Reading the secular history of Late Antiquity you get a very different picture from reading the church history of the period. Until fairly late in the game much of the elite, including lots of professional intellectuals weren't even nominally Christian. One source estimates that even by the time Justinian closed the Academy no more than half of the empire was Christian. The ethics (and metaphysics) we think of as Christian were being discussed and debated in non-Christian philosophical schools--and not because they'd picked them up from Christianity. These ideas had been kicking around for centuries and Christianity to the extent that it represented itself as a "philosophy" (as it did at least since Justin Martyr put on the uniform) picked them up too.

Christianity... has been a powerful muse for the arts. I just suggested getting out of the ethics business. I'm all for the artistic, cultic and mythic features of Christianity--and I'm not being facetious.

The irony of it is that with some exceptions the trend has been to try to make Christianity palatable to the cultured despisers by making it out as a vehicle for "values" and a "philosophy" for successful living while making out the cult as peripheral at best. People like myths and art; a sizable minority is interested in "spirituality" and virtually everyone wants ceremonies, holidays and rites of passage. It's the "values" and "philosophy" that secular people find objectionable, even when liberal clergy twist themselves in knots trying to tailor the message to contemporary tastes.

For most people Christian ceremonies are poisoned because they're perceived as carrying baggage and as far as I can see there's no going back. We've got secular myths, shrines, ceremonies, iconography and rites of passage--shopping malls, street fairs, Thanksgiving, graduation, Super Bowl Sunday, etc. Too late.

Anonymous said...

Interesting, about the cross-cultural stuff.

I wonder if there's some sort of middle ground; I'm trying to picture a Christianity totally without an ethical component and I admit I can't do it. Caring for the welfare of the poor does seem to me to be there front-and-center, for instance. But maybe there's a purely mystical approach that will get the church itself out of the "ethics business."

The author of The Cloud of Unknowing says that in comtemplation "...it is laudable to reflect upon God's kindness and to love and praise him for it; yet it is far better to let your mind rest in the awareness of him in his naked existence and to love and praise him for what he is in himself."


Maybe that's enough; maybe the awareness of God "in his naked existence" is a prod to ethical behavior on an individual basis. Maybe you just need one Rule, a personal one, and the church itself doesn't need to be involved.

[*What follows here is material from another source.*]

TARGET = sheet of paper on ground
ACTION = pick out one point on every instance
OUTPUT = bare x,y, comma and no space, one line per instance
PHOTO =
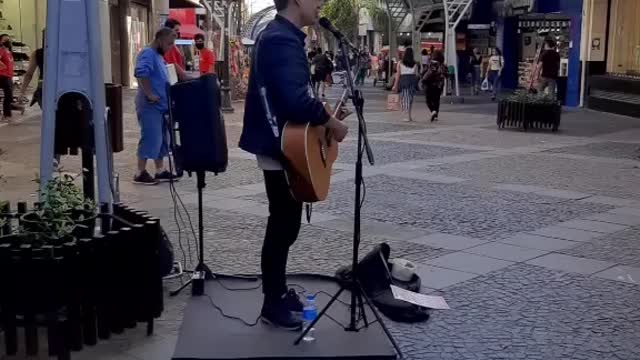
432,302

Of course, I'm still on Chapter 8.

Anonymous said...

First, allow me to agree that this is a fine piece of writing.

Secondly, I am not myself a Christian and may be a bit fuzzy about the finer points, so pardon me if I come off as a bit of a naif.

Isn't the "Ethic of Love" program -- minus, surely, the supposed "cure" for sexual dysfunction -- very much like the standard of perfection proposed by Jesus in the Gospels? Just asking about the text, not tradition, theology, or historical realities.

I don't suggest that an answer to that question necessarily implies anything, just curious.